We're running progress 9.1E on AIX. Having done some research, we've determined that nxt.db is causing heavy disk i/o on one one disk. We've attempted to mirror nxt.db, and the system shows it's mirrored the whole /db directory across multiple disk, but we're still showing heavy disk i/o on disk 10. Anyone have any suggestions for tracking down why it's still causing heavy disk i/o?
Kevin
P.S. not sure if this help, but here it is.
lslv -l db_0
db_0:/db
PV COPIES IN BAND DISTRIBUTION
hdisk10 005:000:000 100% 000:000:000:000:005
hdisk11 005:000:000 100% 000:000:000:000:005
hdisk12 005:000:000 100% 000:000:005:000:000
hdisk13 005:000:000 100% 000:004:001:000:000
I'm not sure why you think mirroring would help, but the obvious question to ask is what is on that disk? .bi? .dbn? -T? .ai?
A whole lot depends on how well tuned your system is.
The out of the box configuration for SXE is "ok" for very small installations but it really needs work for larger systems. You are running Progress 9.1E so you probably have an older release of SXE which means that it is even less likely to be well tuned. Of course I could be wrong and your system might actually be very well tuned -- if you share your startup parameters and some information about your workload (how many users, how big is the db, how busy are you) and a more detailed perspective on the systems configuration that would help.
Mirroring isn't going to make a significant difference to performance. Striping would be helpful and it almost sounds as if you may be confusing these two. (Simultaneously striping and mirroring, usually called "RAID10", is the best disk configuration.)
In the directory in question, it's full of nxt_###.d1, nxt_###.d2, nxt_###.d3, etc files. Right now I'm just trying to figure out which files are being axcess that is causing the heavy disk I/O.
Any ideas?
I would start by posting the contents of the .st or at least describing them and showing us the server startup parameters, notably -T.

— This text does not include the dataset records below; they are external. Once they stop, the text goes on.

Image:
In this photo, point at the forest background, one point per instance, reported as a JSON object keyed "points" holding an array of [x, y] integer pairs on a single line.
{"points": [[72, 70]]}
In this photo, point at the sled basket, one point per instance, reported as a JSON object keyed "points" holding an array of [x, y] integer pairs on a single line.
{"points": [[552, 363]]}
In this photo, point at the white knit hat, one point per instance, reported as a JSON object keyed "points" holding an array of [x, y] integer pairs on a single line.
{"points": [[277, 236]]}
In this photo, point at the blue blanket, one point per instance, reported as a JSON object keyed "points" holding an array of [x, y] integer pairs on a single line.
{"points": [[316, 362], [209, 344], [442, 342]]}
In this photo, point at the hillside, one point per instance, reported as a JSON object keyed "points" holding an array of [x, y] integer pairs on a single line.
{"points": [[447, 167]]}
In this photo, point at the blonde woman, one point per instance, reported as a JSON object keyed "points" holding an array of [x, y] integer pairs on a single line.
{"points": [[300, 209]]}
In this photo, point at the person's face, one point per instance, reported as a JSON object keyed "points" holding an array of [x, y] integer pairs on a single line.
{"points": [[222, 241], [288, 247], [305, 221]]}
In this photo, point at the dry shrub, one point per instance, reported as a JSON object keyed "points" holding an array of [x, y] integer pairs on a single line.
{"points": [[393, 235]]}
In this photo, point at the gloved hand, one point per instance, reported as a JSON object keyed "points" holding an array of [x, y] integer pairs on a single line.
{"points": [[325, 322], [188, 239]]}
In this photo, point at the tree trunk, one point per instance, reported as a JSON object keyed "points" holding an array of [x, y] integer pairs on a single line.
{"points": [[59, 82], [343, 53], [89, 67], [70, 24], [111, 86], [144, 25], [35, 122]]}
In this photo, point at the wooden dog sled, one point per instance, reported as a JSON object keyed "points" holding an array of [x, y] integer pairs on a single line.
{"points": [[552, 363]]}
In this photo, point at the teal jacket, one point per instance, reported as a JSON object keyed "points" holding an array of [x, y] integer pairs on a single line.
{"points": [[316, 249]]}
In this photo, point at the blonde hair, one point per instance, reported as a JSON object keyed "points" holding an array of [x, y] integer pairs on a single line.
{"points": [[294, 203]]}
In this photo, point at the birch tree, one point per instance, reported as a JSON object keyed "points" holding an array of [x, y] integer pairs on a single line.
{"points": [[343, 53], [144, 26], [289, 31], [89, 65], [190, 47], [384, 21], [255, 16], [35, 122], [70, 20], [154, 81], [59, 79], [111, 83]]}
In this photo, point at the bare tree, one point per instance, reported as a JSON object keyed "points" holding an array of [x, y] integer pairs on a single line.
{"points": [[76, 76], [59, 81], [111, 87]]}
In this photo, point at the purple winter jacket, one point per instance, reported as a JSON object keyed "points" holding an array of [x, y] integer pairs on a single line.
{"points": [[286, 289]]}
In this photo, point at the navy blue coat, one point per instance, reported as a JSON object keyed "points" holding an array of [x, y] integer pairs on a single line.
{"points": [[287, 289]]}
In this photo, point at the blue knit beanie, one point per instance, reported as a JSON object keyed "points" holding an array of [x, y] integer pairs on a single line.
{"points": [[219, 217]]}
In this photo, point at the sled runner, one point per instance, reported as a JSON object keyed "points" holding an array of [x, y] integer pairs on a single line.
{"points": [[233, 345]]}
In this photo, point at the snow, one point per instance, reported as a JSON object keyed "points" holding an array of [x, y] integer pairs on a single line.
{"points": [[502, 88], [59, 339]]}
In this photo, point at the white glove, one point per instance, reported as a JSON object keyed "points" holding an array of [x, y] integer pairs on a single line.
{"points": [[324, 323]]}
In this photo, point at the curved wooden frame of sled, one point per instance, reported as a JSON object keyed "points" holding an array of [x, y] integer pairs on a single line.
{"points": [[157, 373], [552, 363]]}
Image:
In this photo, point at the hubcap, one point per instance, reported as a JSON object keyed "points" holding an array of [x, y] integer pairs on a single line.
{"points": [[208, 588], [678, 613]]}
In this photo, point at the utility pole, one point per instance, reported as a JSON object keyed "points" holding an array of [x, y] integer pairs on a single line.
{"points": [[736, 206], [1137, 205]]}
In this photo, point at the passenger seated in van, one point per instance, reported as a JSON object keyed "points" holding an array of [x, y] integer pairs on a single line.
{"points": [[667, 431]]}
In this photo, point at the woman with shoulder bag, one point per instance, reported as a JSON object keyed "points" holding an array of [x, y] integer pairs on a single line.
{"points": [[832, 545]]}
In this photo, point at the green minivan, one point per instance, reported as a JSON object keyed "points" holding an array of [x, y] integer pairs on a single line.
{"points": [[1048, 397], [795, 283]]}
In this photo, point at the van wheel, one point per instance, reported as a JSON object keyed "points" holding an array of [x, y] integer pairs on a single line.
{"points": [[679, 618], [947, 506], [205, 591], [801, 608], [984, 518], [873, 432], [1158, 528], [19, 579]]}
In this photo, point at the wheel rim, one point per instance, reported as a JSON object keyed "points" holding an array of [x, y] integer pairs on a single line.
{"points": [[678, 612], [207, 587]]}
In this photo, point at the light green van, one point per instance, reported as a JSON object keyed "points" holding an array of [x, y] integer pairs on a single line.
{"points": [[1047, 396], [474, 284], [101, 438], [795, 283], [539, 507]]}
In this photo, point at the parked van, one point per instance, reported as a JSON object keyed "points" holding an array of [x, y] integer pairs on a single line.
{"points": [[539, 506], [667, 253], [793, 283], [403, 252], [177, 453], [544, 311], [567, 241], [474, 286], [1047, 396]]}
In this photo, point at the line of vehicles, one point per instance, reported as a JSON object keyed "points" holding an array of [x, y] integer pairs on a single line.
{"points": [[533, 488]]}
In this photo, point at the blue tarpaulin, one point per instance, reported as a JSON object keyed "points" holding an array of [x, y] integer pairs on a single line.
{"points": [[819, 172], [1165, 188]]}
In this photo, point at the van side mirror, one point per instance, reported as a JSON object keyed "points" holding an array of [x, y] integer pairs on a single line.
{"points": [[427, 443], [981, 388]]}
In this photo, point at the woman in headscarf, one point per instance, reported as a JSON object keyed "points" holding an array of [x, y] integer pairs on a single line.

Those are the data extents of the database. Why are they "the directory in question"? Is something telling you to look there?
ProTop http://www.greenfieldtech.com/protop.html has a nice screen ("File IO") that will show you which ones are getting IO.
However... it probably won't help you very much to know which of those files is busy. What you really need to know is why are they busy? ProTop can help you with that too. Instead of looking at "File IO" you should look at "Table Statistics". This will tell you which tables within the db are being heavily used. That's much more useful as it helps you to narrow down the coding issue that needs to be fixed to a specific table being accessed rather than a probably unfixable tidbit that such and such an extent is busy.
You really ought to post your db startup configuration too. As I mentioned last time there are a lot of opportunities for improvement on your system. But it is difficult to be specific without better information.
-T is a client startup parameter
Perhaps you had -B in mind?
Actually, I meant both server and client. If they have -T pointing to a directory on this same disk, the activity may have nothing to do with the database files.